PCA finds directions of maximum variance. But variance is not the same as usefulness. If your goal is classification, the most variable direction might carry noise, not signal. nomoselect finds the subspace that captures the most task-relevant structure, using exact observer geometry to measure what matters and what gets lost.

nomoselect 0.1.0 BSD-3-Clause Depends on nomogeo scikit-learn compatible

The problem

PCA ignores what you are trying to do.

What goes wrong

Maximum variance is not maximum information

PCA picks directions with the most spread. But if the class boundary runs perpendicular to the high-variance direction, PCA projects it away. You lose the signal that matters for your task.

What nomoselect does

Task-aware observer design

nomoselect treats dimensionality reduction as an observer design problem.

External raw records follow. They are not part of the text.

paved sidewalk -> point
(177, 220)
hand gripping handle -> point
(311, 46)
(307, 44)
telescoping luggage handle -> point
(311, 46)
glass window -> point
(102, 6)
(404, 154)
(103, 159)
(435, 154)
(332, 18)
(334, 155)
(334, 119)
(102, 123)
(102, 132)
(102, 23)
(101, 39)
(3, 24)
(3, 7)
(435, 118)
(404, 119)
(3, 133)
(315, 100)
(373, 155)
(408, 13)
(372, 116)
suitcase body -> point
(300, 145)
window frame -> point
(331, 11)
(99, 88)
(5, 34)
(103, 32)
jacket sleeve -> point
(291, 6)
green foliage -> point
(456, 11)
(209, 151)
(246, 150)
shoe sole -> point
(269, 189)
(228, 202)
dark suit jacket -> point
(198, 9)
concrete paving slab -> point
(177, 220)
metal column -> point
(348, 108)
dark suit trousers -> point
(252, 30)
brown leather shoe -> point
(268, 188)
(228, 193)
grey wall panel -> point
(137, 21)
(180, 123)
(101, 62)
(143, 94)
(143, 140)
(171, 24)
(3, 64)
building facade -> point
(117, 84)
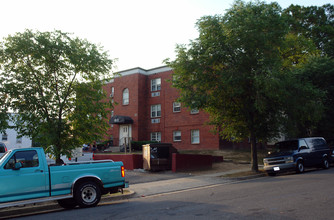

Given labelled data and a task (classification, minority detection, equal-weight discrimination), it finds the observer that captures the most task-relevant information, with exact diagnostics on what is kept and what is hidden.

Quick start

Drop-in replacement for PCA

from nomoselect import GeometricSubspaceSelector

# Fits like sklearn
sel = GeometricSubspaceSelector(n_components=2, task="fisher")
sel.fit(X_train, y_train)

# Transforms like sklearn
X_reduced = sel.transform(X_test)

# But also reports what PCA cannot
report = sel.report()
print(report.summary())
# Shows: visible fraction, advantage over PCA,
# hidden load, regularisation audit, conservation check

Supported tasks

fisher - weighted by class precision (default).
equal_weight - all classes contribute equally.
minority - upweights rare classes.
pairwise - optimises for specific class pairs.

What you get back

Visible fraction: how much task info is captured.
Advantage over PCA: quantified, not guessed.
Dimension cost ladder: is another component worth it?
Regularisation audit: was the geometry well-conditioned?
Conservation check: does the budget add up?

Results

Task-aware observer beats PCA consistently.

Iris

+0.32

Task observer captures 32% more class-relevant information than PCA at 2 components.

Wine

+1.00

PCA captures near-zero task info. The task observer captures all of it. Maximum possible advantage.

Breast Cancer

+0.15

Consistent gain even on well-separated data where PCA already does reasonably well.

Digits

+0.09

64 features, 10 classes. The observer finds the 5-dimensional subspace that captures the most label structure.

Install

Install from PyPI

pip install nomoselect

Requires: nomogeo >= 0.4.0, numpy, scikit-learn >= 1.2.

Tests

108 tests, all passing

cd nomoselect && python -m pytest tests/ -q

Covers selection, reporting, auditing, misuse detection, and all four task types.

Honest boundary

Consider when nomoselect helps most.

The biggest gains appear when variance and task structure point in different directions. On well-separated data where PCA already aligns with the class boundary, both methods agree. The diagnostic report always tells you the exact advantage.

High dimensions

For n >> p, use PCA pre-reduction first.

When the number of features greatly exceeds sample size (e.g., genomic data with 7000+ features), pass the data through PCA first to reduce to a manageable size, then apply nomoselect. Direct application to very high dimensions is slow.